Wissen ist Macht – doch wenn sich dieses nur in den Köpfen der Mitarbeiter oder auf Papier befindet, können durch den Fachkräftemangel für Unternehmen schnell große Wissenslücken entstehen.
(Bild: gemeinfrei / Pixabay )

Wissen, das sich in den Köpfen von erfahren Mitarbeitern befindet, hat für Unternehmen einen sehr großen Wert. Jedoch birgt diese dezentrale Wissenslagerung auch Gefahren, denn wenn ein Know-how-Träger krank wird oder gar in Rente geht, klafft eine große Lücke, die sich nur schwer schließen lässt. Die Digitalisierung soll bei diesem Problem Abhilfe schaffen und sogar dem Fachkräftemangel entgegenwirken. Jedoch sieht die Realität in vielen Betrieben noch ganz anders aus. Bei vielen Prozessen wird vielerorts noch mit Papierchecklisten gearbeitet. Zwar erstellt man Aufträge im ERP-System digital, aber zur Abarbeitung werden diese dennoch ausgedruckt. Beispielsweise erledigen Mitarbeiter vor Ort Abfüllprozesse oftmals nach ihrer Erfahrung in einer von ihnen festgelegten individuellen Reihenfolge. Dazu geben sie wichtige Auftragsdaten wie z. B. die Füllmenge manuell an Vorwahlzählern ein und notieren relevante Prozessinformationen handschriftlich. Diese werden dann erst später in das ERP-System eingepflegt. Auch Checklisten werden in der Praxis weder strukturiert abgearbeitet noch erfolgt die Protokollierung wirklich in Echtzeit.

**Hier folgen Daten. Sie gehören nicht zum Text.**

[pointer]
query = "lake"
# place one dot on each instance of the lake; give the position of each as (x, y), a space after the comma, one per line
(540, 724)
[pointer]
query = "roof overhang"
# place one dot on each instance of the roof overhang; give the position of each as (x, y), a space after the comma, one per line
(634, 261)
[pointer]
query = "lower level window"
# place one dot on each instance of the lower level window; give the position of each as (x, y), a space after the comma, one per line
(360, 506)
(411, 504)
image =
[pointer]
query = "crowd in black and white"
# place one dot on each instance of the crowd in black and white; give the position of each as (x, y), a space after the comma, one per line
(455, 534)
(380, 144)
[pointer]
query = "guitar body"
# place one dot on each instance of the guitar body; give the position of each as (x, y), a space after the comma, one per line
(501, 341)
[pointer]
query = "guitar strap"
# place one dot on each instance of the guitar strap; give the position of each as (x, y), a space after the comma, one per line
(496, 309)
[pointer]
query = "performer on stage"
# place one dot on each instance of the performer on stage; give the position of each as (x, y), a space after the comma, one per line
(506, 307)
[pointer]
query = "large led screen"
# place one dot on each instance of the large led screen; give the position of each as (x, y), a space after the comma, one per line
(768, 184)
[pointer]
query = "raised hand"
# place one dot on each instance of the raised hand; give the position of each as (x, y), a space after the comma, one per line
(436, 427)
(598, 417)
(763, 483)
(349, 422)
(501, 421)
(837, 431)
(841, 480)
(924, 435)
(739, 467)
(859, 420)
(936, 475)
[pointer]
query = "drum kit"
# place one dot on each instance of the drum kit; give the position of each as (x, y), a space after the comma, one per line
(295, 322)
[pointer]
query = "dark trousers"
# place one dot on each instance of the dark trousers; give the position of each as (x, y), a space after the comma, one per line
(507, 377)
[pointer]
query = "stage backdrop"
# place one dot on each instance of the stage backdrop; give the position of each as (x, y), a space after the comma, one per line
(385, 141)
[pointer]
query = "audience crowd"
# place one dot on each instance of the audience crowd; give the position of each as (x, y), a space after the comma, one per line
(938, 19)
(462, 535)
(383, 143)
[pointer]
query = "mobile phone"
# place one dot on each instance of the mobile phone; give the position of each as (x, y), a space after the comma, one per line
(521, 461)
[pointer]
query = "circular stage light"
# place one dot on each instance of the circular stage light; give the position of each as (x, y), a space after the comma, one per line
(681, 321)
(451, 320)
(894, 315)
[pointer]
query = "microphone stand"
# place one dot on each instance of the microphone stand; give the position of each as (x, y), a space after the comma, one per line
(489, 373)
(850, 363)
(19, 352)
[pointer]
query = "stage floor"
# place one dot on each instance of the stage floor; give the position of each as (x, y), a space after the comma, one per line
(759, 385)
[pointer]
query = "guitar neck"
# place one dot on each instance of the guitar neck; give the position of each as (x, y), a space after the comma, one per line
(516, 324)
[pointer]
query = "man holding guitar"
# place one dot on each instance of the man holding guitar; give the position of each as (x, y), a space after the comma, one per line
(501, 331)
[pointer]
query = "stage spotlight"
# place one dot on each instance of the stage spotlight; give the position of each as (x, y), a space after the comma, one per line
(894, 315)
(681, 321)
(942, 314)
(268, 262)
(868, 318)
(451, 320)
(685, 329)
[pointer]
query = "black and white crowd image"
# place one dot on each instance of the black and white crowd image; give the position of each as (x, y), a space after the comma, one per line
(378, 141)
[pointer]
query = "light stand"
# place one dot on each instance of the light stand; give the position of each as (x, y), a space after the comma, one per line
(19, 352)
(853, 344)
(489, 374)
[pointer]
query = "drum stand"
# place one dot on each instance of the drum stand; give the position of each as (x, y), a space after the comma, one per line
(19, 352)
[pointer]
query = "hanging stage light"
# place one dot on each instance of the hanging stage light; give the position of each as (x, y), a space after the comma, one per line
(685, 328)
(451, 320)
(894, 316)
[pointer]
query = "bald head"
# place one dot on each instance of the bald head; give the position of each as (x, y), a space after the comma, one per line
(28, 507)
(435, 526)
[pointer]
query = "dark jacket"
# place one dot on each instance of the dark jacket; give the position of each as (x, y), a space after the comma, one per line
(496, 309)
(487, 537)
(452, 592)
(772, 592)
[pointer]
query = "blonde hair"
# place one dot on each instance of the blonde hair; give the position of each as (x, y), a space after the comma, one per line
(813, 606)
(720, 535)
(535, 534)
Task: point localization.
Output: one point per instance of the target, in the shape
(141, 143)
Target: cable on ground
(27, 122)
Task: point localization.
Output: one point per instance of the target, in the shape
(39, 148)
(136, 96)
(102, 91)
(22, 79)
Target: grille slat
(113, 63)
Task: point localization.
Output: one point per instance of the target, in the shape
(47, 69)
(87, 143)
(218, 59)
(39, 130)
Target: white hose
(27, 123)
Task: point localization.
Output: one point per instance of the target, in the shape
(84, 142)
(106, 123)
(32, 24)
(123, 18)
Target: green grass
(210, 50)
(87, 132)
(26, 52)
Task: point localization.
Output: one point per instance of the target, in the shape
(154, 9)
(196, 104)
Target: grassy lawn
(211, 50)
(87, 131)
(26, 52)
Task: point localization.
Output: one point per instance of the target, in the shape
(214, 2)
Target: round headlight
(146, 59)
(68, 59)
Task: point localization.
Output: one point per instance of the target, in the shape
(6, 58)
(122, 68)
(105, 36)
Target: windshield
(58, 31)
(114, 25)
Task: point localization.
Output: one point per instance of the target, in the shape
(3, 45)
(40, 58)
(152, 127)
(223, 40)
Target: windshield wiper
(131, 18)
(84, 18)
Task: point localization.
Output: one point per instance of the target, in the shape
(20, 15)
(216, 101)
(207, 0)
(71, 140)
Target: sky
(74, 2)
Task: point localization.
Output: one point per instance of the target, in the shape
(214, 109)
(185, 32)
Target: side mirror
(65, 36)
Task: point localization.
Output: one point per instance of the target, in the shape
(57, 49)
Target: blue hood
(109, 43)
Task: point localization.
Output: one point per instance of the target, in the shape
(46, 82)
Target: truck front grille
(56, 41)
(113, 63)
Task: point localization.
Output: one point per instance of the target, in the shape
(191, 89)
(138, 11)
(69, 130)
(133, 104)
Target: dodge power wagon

So entstehen bei der Übertragung relevanter Informationen Medienbrüche oder die Erfassung wird gänzlich vergessen. Dies erschwert die Rückverfolgbarkeit. Denn wenn Arbeitsprozesse über mehrere Schichten laufen, dann sind Irritationen sowie Doppelarbeiten möglich. So könnte beispielsweise die Nachtschicht einen Tank mit Gefahrstoff befüllen. Damit es bei der nächsten Befüllung mit einem anderen Gefahrstoff nicht zu kritischen chemischen Reaktionen kommt, ist ein gründlicher Spülvorgang aller Rohre unerlässlich. Wurde der Spülvorgang der Nachtschicht nicht ausreichend dokumentiert, wird die Frühschicht diese aus Sicherheitsgründen nochmals vornehmen müssen.

Komplexe Arbeitsprozesse mit Software strukturieren

Rösberg, ein Automatisierungsexperte und Entwickler von Softwarelösungen, hat mit dem Plant Assist Manager (PAM) eine Software entwickelt, mit der sich komplexe Arbeitsprozesse strukturiert durchführen, optimieren und dokumentieren lassen. Die Software lässt sich als Stand-Alone-Lösung nutzen und soll einfach ohne großen Aufwand an Arbeitsprozesse anpassbar sein. Sie besteht aus zwei zusammenhängenden Teilen, die einen Auftrag, d. h. einen Arbeitsprozess von der Erstellung über die Durchführung bis zum Abschluss ausführen: Die PAM-Auftragsverwaltung und das Operation System (OS). Die Auftragsverwaltung besteht aus der betriebsrelevanten Stammdatenbank mit weiteren administrativen Funktionen. Definierte Checklisten für betriebliche Arbeitsprozesse werden hier digital hinterlegt. Sie können für den jeweiligen Auftrag zusammen mit Detailinformationen zum Arbeitsprozess, wie der Produktverarbeitung, der Mengen, der Gefahrgutklassen, der Be- sowie Entladestelle und vielem mehr abgerufen werden. Auftragsbezogene Informationen werden via Schnittstelle von jedem beliebigen ERP-System bezogen.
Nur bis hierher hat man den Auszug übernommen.